One member raised the point that she was not aware of any problems. Looking from the outside, how could anyone see any problems? How could anyone see any problems with the sponsorship scandal? We did not know that some of the agencies even existed. They were hidden from Parliament. Therefore, it is important that the Auditor General has that ability to look at it
My colleague from Medicine Hat talked about the prebudget hearings, which both he and I sat in for almost two months in the fall and into early December. Hundreds of Canadians and Canadian organizations came before our committee to tell us what their priorities were. Many of them identified the problems with predicting budgets and budget surpluses, and rightfully so. I think for the last seven years the government has underestimated the budget surpluses by almost $95 billion.

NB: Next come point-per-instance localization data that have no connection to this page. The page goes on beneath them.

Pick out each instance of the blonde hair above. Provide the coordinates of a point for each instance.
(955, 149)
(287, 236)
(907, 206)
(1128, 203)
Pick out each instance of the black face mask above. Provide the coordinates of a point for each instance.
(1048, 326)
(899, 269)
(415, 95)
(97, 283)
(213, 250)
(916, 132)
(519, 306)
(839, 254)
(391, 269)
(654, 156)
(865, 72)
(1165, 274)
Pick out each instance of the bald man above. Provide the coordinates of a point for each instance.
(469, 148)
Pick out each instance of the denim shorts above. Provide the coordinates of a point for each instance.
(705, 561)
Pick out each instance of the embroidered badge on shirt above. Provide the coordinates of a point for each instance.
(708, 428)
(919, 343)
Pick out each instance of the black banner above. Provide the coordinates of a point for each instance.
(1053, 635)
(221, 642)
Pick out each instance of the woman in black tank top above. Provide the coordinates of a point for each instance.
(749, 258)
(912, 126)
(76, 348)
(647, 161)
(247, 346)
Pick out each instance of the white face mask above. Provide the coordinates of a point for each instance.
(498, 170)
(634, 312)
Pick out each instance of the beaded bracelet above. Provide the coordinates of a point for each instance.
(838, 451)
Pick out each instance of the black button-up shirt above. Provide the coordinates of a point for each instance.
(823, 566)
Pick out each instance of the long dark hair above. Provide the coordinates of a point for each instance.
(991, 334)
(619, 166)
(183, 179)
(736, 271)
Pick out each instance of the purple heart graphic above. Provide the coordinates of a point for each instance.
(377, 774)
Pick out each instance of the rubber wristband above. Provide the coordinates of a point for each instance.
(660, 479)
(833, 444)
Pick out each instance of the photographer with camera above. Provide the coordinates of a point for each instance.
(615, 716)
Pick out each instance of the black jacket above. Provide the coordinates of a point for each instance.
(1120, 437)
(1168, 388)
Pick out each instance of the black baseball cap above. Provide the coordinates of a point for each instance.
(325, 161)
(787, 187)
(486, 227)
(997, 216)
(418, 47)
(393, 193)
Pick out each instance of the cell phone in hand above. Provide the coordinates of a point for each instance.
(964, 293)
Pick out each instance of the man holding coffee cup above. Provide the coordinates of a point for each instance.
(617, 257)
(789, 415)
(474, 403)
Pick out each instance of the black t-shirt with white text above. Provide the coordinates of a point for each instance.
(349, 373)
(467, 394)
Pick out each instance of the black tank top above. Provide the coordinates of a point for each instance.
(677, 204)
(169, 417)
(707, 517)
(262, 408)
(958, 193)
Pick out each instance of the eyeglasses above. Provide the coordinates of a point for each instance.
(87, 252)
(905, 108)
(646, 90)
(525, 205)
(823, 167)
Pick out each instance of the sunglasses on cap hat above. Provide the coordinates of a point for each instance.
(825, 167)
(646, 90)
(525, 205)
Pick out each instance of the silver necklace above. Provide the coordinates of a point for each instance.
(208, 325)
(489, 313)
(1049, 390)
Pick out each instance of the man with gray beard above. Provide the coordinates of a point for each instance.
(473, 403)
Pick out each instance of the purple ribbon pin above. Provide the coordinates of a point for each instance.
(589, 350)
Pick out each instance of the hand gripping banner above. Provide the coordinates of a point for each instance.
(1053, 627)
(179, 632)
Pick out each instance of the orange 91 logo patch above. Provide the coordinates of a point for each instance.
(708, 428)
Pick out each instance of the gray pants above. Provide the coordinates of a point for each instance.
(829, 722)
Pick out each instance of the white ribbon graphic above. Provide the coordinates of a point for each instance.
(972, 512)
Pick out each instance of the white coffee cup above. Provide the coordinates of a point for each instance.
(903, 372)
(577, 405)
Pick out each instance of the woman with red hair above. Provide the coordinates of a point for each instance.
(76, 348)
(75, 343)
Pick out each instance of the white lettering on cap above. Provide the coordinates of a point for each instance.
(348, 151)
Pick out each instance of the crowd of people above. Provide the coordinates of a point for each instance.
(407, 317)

I talked about credibility. The credibility of the government is at stake in these kinds of operations. These Canadians told us that they did not want this practice to continue. They wanted parliamentarians to be better informed about the fiscal numbers. In fact, we discussed that with them. My colleague raised the issue that the finance committee took direction from the House, from the throne speech amendments, that we set up an independent fiscal forecasting process that was responsible to the finance committee. In fact, I will be going over at eleven o'clock to hear the committee's first report, and hope to have questions for it.
What we would have from the fiscal forecasting committee would be a timely analysis of what Canada's fiscal situation would be on a quarterly basis so Canadians, through their parliamentarians, would have a better idea of the current fiscal status of the country. Whether it is surpluses, deficits or whatever, we need to know that because pertinent policy decisions need to be made. Perhaps the finance department has had it in the past but parliamentarians certainly have not, with the exception of the fiscal update in November of last year.
My understanding is that even since November, there have been substantial changes to those numbers. Therefore, if we have that on a timely basis, it would keep us better informed in the same way the Auditor General's auditing reports on foundations could keep us better informed. We could find out whether these foundations were following their mandates.
I think it is a natural flow. In fact, I would go so far as to say it is unnatural that we would exempt the foundations from the Auditor General's scrutiny. I am not sure why the government did that, although it is now clear that there is $7.7 billion in the banks accounts or investments of foundations that would normally have shown up as larger surpluses than we even had.
It is important to get hold of this. We think the government probably will embark on further endeavours with these foundations or trusts that will not be answerable to the Auditor General. She will not have a chance to look at their books, and that does not serve Canadians very well.
I have great faith in the Auditor General's department. The department does us proud. We hopefully can have better use of taxpayer money. Every time a dollar is wasted, it is a dollar of taxpayer money that could be left in their pockets or better spent in some other way.
It is all about that. Canadians are one of the highest taxed countries anywhere in the industrial world. If we can save some dollars by having less government misspending, that is important. We need the department to fully look at all the books of the operations of the Government of Canada, including the foundations. If there are further trusts or foundations anticipated in the budget tomorrow, I hope the House will vote to give the Auditor General the ability to audit these organizations.